Lo cierto es que el futuro se presenta apasionante, maravilloso, seguramente cargado de noticias extraordinarias en todos los rubros del conocimiento humano, y ello incluye la prolongación de la vida y cualquier cosa imaginable. Pero, como contrapartida, ese porvenir también se presenta extremadamente peligroso, difícil y siniestro. Por ejemplo, si aquel fatídico 11 de septiembre en que vimos caer las Torres gemelas requirió una operación previa compleja y de una instalación de inteligencia de años, ¿qué podría ocurrir hoy, mañana, cuando el poder de destrucción se multiplique por cien o por mil? ¿O cuando una operación de Ciberguerra paralice completamente a un país o a un continente?
Hace apenas veintidós años y casi de manera casual, me di por enterado del triunfo de mi equipo. En esas dos décadas transcurridas, han ocurrido cuestiones jamás pensadas en aquel lejano 1992. Dicen hoy los científicos que cada cinco años, se duplicará el conocimiento, y esto es un hecho absolutamente inaudito en la historia de la humanidad, y nadie puede predecir hoy de qué estaremos hablando en la próxima década.

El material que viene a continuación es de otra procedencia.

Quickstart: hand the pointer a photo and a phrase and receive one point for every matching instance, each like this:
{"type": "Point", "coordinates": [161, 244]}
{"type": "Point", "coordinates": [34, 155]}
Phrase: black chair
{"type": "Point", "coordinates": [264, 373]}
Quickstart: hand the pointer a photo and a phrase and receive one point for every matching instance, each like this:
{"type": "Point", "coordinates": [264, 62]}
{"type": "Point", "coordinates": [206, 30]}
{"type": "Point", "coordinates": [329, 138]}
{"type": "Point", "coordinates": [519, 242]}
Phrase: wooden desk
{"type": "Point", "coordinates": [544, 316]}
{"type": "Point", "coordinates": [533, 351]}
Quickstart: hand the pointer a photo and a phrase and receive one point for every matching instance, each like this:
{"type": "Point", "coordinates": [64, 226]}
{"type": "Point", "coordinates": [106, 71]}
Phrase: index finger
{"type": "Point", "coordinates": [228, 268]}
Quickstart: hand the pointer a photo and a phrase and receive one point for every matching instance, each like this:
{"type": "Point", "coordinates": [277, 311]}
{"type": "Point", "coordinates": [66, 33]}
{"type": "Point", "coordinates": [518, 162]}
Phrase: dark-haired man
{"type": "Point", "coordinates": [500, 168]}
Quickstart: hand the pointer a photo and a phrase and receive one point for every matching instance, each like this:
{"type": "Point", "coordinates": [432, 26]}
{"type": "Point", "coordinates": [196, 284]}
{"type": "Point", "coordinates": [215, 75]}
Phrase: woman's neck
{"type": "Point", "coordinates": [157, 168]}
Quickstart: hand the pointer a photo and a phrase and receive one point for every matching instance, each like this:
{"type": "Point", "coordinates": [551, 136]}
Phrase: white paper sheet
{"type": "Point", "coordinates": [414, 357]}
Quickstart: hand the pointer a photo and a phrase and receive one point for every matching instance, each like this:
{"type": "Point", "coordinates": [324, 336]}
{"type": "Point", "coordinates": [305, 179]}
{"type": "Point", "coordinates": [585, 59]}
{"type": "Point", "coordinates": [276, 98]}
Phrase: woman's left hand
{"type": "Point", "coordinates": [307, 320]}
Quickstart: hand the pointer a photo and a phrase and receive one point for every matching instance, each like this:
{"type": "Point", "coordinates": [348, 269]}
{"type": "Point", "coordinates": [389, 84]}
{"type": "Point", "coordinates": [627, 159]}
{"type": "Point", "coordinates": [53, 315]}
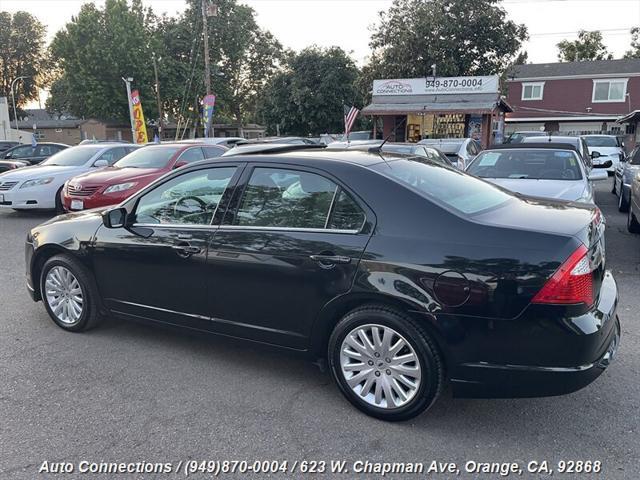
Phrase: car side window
{"type": "Point", "coordinates": [212, 152]}
{"type": "Point", "coordinates": [189, 199]}
{"type": "Point", "coordinates": [23, 152]}
{"type": "Point", "coordinates": [286, 199]}
{"type": "Point", "coordinates": [346, 213]}
{"type": "Point", "coordinates": [191, 155]}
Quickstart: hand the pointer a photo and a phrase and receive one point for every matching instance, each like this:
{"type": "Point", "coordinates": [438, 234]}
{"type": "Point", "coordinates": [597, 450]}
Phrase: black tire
{"type": "Point", "coordinates": [633, 226]}
{"type": "Point", "coordinates": [90, 313]}
{"type": "Point", "coordinates": [623, 201]}
{"type": "Point", "coordinates": [58, 202]}
{"type": "Point", "coordinates": [429, 359]}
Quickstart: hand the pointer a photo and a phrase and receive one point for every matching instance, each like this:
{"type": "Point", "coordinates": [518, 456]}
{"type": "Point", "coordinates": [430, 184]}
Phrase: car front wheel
{"type": "Point", "coordinates": [69, 294]}
{"type": "Point", "coordinates": [385, 363]}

Si bien no es motivo central de estas mínimas reflexiones, no puedo omitir el hecho de que tanto avance científico y tecnológico resulte casi mágico y que, en medio de las graves preocupaciones que también genera, continúe existiendo un factor para nada tecnológico que sigue casi como hace dos mil años. Me refiero a la conducta primitiva e irracional que pueden asumir los seres humanos. Que estos hayan sufrido tan pocos cambios en su propia naturaleza también resulta inimaginado y al mismo tiempo mágicamente trágico.
Cualquier vínculo con estos últimos hechos “deportivos” vividos queda para la imaginación del lector.